The Government wants higher wages and at 5.6% including bonuses in May 2021 it has it. Many firms are chronically short of people and it looks like wage-cost inflation is building. Alongside higher oil prices, rising freight costs, upwards packaging costs (DS Smith talk of 5-10% for cardboard) to name but just three, real input and producer price inflation is emerging.
The British Government has been inflexible to the requests of a food industry short of drivers, pickers, cleaners and factory floor operatives. As such operational consequences, service levels, as well as costs can be expected to deteriorate and rise respectively until matters change for the better. Maybe the end of furlough will balance the labour books somewhat as some businesses fold and let folks go as the state aid ends?
Maybe, but without policy changes the cost of labour is going to remain a problem with millions of Britons seemingly unemployable; hence the disconnect between the unemployment rate and the need for labour.
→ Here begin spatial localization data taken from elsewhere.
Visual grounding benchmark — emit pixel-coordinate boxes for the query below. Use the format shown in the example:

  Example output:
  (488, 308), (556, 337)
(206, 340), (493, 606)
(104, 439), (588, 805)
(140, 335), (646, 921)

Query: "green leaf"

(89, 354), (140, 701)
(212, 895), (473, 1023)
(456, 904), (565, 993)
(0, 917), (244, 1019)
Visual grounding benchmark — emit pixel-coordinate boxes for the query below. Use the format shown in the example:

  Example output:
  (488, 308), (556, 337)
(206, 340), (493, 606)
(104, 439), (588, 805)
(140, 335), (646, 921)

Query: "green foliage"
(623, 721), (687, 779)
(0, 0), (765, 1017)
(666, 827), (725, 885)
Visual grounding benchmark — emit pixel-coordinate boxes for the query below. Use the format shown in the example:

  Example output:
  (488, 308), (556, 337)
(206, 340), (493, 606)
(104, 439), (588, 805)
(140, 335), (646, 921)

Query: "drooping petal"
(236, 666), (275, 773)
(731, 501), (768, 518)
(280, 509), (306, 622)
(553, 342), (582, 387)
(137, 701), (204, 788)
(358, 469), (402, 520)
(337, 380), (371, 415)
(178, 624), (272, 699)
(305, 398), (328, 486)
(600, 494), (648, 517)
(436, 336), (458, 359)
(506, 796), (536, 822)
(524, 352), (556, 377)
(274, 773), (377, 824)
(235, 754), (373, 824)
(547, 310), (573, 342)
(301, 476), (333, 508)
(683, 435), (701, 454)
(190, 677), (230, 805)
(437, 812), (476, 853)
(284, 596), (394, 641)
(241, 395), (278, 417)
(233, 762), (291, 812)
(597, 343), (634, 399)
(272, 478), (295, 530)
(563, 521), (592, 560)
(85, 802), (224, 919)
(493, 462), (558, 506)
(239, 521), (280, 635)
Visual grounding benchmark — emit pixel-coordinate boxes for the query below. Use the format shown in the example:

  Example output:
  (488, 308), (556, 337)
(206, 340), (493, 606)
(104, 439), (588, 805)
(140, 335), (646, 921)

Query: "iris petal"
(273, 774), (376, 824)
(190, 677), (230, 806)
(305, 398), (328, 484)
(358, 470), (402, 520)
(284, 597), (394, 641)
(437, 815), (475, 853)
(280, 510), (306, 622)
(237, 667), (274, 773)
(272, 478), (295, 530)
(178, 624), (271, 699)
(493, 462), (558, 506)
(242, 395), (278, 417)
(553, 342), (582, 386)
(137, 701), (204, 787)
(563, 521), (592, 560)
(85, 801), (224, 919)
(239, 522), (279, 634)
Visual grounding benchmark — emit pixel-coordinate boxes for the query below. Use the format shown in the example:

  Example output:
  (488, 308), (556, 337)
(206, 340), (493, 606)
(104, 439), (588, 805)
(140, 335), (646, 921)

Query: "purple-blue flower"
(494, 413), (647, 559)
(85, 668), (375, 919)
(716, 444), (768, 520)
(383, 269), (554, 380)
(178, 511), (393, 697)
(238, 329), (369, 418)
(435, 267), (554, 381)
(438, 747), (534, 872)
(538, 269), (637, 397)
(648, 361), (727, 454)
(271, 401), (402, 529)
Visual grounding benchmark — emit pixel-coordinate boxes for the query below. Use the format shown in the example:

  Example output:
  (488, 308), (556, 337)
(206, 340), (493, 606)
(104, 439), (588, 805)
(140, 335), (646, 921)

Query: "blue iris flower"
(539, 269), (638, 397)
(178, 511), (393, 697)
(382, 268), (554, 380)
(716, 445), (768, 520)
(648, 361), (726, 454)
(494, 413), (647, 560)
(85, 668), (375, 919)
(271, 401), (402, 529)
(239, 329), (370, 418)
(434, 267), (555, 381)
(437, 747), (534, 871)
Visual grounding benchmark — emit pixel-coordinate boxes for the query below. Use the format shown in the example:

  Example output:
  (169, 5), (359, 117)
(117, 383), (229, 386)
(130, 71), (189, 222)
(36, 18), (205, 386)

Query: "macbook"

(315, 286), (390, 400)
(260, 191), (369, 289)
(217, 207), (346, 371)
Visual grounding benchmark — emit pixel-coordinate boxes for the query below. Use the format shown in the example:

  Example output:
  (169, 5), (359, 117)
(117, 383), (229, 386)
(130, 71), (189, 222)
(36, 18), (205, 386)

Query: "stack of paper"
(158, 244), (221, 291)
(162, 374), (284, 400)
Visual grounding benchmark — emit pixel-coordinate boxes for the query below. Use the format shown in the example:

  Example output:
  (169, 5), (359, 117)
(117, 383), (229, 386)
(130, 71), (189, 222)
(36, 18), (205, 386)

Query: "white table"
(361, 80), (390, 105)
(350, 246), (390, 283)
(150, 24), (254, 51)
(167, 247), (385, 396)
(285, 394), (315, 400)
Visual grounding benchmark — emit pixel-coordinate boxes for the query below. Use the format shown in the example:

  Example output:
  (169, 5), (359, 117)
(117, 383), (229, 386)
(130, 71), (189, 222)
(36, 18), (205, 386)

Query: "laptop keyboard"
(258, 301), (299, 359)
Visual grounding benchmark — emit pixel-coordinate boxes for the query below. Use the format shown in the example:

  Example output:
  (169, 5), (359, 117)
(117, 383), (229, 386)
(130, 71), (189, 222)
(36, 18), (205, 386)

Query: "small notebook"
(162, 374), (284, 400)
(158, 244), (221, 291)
Within these contexts the strong demand of the UK and global economy is going to encourage more automation as the returns compared to the deployment of labour adjusts in favour of machines. With the Chancellor’s tax incentives to invest in capital to April 2023, a step change in automation is in the offing, with the corresponding labour implications to follow.
In this context Coriolis’ time has come as it is an experienced feet on the ground advisor that measures, diagnostic tests, listens, watches and changes things for the better in manufacturing businesses, culturally and practically; having done so effectively for the UK and international food industry for many years. The present labour crisis necessitates a fresh look at the practices and processes of business and Coriolis is exceptionally well positioned to add value and help from within to engineer beneficial change.
The summer months are likely to see more and more talk of the failings and otherwise of the British labour process. I wish you well in the face of these challenges. If you are able, I also wish you a lovely summer holiday, hoping that another new variant does not keep the bug one step ahead.